Deixou-se ficar, alguns segundos, sem abrir os olhos.
Sentiu um frémito a percorrer-lhe o corpo cálido, debaixo do edredão. Rolou sobre o lado esquerdo e esticou o braço direito sobre o espaço vazio. Foi então que descerrou as pálpebras, devagar, numa tentativa de não deixar escapar para a realidade que a envolvia, aquela outra realidade que tinha provado, momentos antes. Queria retê-la, por mais tempo possível. Sabia que os pormenores dos sonhos não perduram na memória e, por isso, fez um esforço para se recordar do mais ínfimo detalhe, antes de saltar da cama e iniciar mais um dia, igual a tantos outros, nessa sucessão monótona a que já se tinha habituado. O peso da solidão, no silêncio e na penumbra do quarto, fê-la arrepiar. Voltou a fechar os olhos.
Espreguiçou o corpo franzino, naquela cama demasiado grande para ela, e soltou um suspiro. A pouco e pouco, a expressão do rosto foi-se suavizando, ao mesmo tempo que um sorriso começava a aflorar os seus lábios.
Lembrou o sabor da boca dele, as carícias das suas mãos e o calor do seu corpo. Quando tinha sido a última vez que sentira a proximidade física de um homem?

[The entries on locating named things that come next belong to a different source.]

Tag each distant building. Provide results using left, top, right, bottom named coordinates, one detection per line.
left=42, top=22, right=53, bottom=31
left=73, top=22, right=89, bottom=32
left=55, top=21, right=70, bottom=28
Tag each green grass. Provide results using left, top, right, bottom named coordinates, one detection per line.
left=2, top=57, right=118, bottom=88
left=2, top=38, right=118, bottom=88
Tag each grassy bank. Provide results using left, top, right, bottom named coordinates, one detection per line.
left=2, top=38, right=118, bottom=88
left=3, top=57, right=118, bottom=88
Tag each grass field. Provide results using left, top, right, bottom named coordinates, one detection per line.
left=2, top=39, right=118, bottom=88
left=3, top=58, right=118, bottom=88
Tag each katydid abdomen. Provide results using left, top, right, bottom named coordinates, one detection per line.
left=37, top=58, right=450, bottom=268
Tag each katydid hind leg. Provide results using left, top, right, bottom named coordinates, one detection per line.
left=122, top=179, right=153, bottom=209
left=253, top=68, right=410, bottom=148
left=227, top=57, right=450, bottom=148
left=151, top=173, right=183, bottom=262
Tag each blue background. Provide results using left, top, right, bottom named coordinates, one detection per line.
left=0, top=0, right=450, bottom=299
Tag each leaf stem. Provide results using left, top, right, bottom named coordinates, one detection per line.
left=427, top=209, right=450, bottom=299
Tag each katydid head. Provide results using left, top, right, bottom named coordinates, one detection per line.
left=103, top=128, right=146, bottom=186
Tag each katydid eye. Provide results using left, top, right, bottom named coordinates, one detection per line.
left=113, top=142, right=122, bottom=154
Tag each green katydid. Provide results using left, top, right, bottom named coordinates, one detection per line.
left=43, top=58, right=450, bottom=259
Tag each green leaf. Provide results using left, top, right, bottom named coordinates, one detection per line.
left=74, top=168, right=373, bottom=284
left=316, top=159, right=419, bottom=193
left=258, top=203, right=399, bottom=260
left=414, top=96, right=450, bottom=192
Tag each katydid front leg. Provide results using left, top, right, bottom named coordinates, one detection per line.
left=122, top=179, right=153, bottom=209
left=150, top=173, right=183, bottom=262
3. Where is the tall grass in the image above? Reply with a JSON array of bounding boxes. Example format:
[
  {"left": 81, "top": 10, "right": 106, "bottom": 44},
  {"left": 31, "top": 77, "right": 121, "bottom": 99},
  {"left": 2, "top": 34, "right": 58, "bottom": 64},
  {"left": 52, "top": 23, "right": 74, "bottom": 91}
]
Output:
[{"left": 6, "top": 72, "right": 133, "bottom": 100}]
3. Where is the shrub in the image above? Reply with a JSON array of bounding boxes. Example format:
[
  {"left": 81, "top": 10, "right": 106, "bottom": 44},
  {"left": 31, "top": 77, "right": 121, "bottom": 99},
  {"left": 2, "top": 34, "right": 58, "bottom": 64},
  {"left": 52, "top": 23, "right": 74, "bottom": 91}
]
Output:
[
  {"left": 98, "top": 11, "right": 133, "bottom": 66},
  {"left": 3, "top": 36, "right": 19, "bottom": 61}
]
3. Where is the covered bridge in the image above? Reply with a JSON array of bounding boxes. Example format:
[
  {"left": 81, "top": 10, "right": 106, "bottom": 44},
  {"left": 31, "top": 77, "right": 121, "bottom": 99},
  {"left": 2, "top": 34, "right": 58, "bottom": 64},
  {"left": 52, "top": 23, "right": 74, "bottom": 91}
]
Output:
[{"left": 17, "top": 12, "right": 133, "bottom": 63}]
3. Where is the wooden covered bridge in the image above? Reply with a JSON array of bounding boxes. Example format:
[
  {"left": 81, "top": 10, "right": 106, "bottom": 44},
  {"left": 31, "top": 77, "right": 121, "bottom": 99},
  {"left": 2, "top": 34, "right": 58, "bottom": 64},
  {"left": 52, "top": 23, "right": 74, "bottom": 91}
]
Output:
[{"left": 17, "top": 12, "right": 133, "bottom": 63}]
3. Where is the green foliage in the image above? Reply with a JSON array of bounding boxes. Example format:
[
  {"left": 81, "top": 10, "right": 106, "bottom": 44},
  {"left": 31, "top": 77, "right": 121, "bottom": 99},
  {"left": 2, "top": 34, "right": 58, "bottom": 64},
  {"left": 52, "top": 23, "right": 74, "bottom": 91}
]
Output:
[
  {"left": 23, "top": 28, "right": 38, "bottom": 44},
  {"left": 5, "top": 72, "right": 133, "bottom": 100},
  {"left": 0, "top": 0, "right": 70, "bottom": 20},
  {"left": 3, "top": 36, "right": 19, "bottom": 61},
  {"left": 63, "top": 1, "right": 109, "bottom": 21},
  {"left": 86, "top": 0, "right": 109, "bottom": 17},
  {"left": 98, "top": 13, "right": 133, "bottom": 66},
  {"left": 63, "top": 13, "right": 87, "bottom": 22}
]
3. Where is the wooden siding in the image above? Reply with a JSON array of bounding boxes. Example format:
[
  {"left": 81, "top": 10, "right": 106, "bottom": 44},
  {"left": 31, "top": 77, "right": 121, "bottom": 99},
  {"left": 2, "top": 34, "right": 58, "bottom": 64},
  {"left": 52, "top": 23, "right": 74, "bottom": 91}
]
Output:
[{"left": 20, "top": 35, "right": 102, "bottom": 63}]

Ele não era, de modo algum, fruto da sua imaginação. Apesar da vida que levava, ainda não enlouquecera ou mergulhara nesse mundo fantasioso de quimeras e faz-de-conta. Conhecia-o, isto é, sabia quem ele era, embora nunca se tivessem encontrado. Falavam-se regularmente, usando meios da tão abençoada tecnologia que encurtava distâncias e aproximava as pessoas. Tinham passado os últimos quatro meses a dar a conhecer um ao outro quem eram. Tinham começado um relacionamento que se tinha vindo a desenvolver numa paixão. Ultimamente, planeavam, ponto por ponto, o encontro que ambos desejavam.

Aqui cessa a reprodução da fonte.